Sur les demandes accessoires des requêtes :

15. Le présent jugement n'appelant aucune mesure d'exécution, les demandes d'injonction au préfet sous astreinte doivent être rejetées.

16. M. C a obtenu le bénéfice de l'aide juridictionnelle provisoire. Par suite, son avocat peut se prévaloir de l'article 37 de la loi du 10 juillet 1991. Dans les circonstances de l'espèce, sous réserve que la SELARL Mary et Inquimbert renonce à percevoir la somme correspondant à la part contributive de l'État et sous réserve de l'admission définitive de son client à l'aide juridictionnelle, il y a lieu de mettre à la charge de l'État le versement à la SELARL Mary et Inquimbert d'une somme de 1 000 euros. Dans le cas où l'aide juridictionnelle ne serait pas accordée à M. A par le bureau d'aide juridictionnelle, la somme de 1 000 euros sera versée à ce dernier.

D É C I D E :

Article 1er : M. C est admis, à titre provisoire, au bénéfice de l'aide juridictionnelle.

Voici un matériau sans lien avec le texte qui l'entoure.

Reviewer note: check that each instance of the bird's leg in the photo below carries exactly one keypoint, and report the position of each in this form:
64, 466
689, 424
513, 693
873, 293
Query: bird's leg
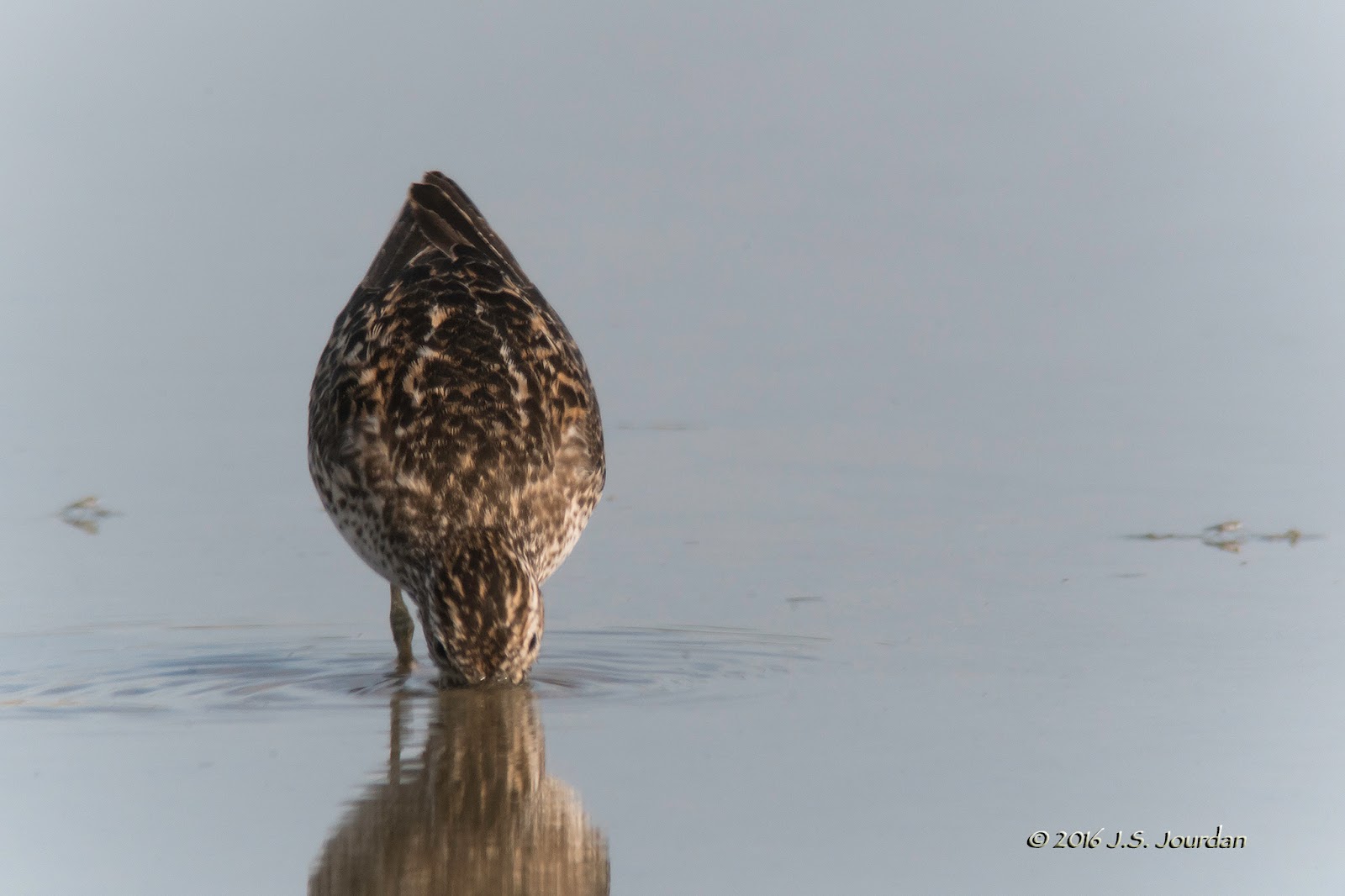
403, 630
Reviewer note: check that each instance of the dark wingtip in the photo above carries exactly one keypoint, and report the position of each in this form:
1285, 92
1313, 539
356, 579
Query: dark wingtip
450, 219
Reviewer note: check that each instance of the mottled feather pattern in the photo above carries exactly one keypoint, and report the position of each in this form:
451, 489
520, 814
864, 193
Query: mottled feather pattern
452, 417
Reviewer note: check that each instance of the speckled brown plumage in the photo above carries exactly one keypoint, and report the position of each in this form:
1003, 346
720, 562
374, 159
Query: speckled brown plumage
454, 434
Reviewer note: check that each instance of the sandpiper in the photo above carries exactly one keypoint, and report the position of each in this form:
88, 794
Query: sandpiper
455, 437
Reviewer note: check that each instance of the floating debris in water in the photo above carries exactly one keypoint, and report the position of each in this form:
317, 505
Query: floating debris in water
1230, 535
85, 514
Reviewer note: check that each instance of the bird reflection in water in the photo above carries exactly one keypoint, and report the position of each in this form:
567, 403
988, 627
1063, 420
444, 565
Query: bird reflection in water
475, 814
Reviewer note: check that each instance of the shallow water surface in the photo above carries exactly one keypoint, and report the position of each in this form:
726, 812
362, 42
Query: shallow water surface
934, 345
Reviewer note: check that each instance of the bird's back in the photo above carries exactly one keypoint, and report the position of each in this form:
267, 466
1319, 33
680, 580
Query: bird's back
451, 397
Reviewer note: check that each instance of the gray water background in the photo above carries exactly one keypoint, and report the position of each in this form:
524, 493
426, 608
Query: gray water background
903, 318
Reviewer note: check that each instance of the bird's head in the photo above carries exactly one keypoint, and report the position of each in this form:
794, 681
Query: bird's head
482, 611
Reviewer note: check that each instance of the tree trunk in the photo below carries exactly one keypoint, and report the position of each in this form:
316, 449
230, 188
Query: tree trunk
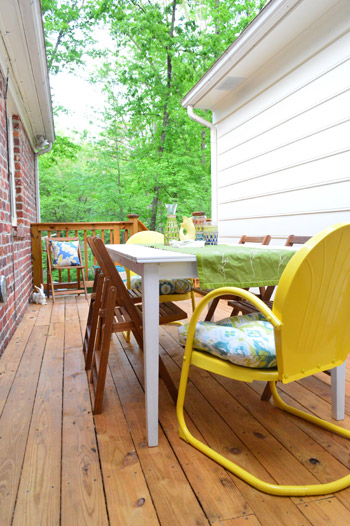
165, 121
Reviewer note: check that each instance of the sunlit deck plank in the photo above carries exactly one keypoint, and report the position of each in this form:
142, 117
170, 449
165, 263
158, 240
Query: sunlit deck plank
201, 404
15, 421
165, 478
39, 492
109, 476
11, 358
83, 500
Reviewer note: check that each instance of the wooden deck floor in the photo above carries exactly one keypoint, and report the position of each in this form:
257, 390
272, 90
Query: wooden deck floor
61, 466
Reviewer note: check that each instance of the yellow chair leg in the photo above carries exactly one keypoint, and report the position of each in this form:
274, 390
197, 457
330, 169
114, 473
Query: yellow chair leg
310, 418
193, 301
272, 489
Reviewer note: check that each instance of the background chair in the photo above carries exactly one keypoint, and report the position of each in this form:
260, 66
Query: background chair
261, 240
152, 237
311, 334
118, 313
63, 253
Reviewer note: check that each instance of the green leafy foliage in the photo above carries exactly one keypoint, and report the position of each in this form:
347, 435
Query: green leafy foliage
150, 152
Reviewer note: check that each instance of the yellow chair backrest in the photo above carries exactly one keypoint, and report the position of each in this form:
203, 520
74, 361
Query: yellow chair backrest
147, 236
313, 303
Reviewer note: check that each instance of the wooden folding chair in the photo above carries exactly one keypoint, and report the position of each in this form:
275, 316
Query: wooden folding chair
118, 313
80, 286
92, 319
262, 240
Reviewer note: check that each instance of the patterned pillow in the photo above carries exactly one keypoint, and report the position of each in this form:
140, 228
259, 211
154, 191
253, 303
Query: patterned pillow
166, 286
65, 253
243, 340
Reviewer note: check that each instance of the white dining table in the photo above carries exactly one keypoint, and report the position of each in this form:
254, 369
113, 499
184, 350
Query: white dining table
154, 264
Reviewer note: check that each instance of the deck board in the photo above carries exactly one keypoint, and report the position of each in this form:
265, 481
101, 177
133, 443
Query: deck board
59, 465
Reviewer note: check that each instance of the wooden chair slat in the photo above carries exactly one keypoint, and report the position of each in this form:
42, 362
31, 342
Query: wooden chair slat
118, 313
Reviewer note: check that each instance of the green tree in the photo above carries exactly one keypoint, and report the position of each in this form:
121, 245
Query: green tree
150, 152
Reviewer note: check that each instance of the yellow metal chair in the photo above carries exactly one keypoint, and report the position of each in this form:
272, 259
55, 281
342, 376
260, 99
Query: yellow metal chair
310, 317
152, 237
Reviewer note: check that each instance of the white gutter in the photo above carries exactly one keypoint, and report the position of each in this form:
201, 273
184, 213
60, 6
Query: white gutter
36, 177
259, 27
213, 159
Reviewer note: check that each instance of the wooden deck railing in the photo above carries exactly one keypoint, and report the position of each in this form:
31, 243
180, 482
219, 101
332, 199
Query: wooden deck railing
109, 231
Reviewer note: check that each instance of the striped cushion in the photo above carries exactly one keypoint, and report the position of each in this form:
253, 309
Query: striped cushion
243, 340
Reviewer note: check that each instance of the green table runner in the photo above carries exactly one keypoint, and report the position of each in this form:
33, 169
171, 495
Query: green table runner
237, 266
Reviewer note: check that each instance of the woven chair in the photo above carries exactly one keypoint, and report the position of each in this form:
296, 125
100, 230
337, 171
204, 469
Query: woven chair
63, 253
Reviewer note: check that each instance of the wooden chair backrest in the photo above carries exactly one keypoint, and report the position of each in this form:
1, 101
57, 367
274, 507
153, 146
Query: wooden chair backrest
313, 302
263, 240
108, 268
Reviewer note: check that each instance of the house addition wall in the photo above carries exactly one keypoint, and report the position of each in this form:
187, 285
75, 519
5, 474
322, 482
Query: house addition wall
283, 146
15, 242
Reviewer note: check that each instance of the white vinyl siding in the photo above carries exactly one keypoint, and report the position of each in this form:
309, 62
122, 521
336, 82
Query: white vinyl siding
284, 139
11, 169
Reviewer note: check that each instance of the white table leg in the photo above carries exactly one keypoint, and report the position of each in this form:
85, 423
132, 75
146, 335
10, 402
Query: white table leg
150, 315
338, 391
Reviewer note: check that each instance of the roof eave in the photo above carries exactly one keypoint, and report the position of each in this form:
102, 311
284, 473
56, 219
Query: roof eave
260, 26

Article 2 : Les décisions du 11 octobre 2024 par lesquelles le préfet de la Seine-Maritime a refusé d'accorder à M. C un délai de départ volontaire, l'a interdit de retour sur le territoire français pendant six mois et l'a assigné à résidence pendant quarante-cinq jours, et la décision du 18 octobre 2024 par laquelle le préfet de la Seine-Maritime a prolongé de six mois son interdiction de retour sur le territoire français, sont annulées.

Article 3 : Sous réserve de l'admission définitive de M. C à l'aide juridictionnelle et sous réserve que la SELARL Mary et Inquimbert renonce à percevoir la somme correspondant à la part contributive de l'État, ce dernier versera à la SELARL Mary et Inquimbert, avocate de M. C, la somme de 1 000 euros en application du deuxième alinéa de l'article 37 de la loi du 10 juillet 1991. Dans le cas où l'aide juridictionnelle ne serait pas accordée à M. C par le bureau d'aide juridictionnelle, la somme de 1 000 euros lui sera versée directement en application de l'article L. 761-1 du code de justice administrative.

Article 4 : Le surplus des conclusions des requêtes susvisées est rejeté.

Article 5 : Le présent jugement sera notifié à M. F C, à la SELARL Mary et Inquimbert et au préfet de la Seine-Maritime.

Rendu public par mise à disposition au greffe le 31 octobre 2024.

Le magistrat délégué,

signé

Philippe D

Le greffier,

signé

Jean-Luc MICHEL

La République mande et ordonne au préfet de la Seine-Maritime, en ce qui le concerne ou à tous commissaires de justice à ce requis en ce qui concerne les voies de droit commun contre les parties privées de pourvoir à l'exécution de la présente décision.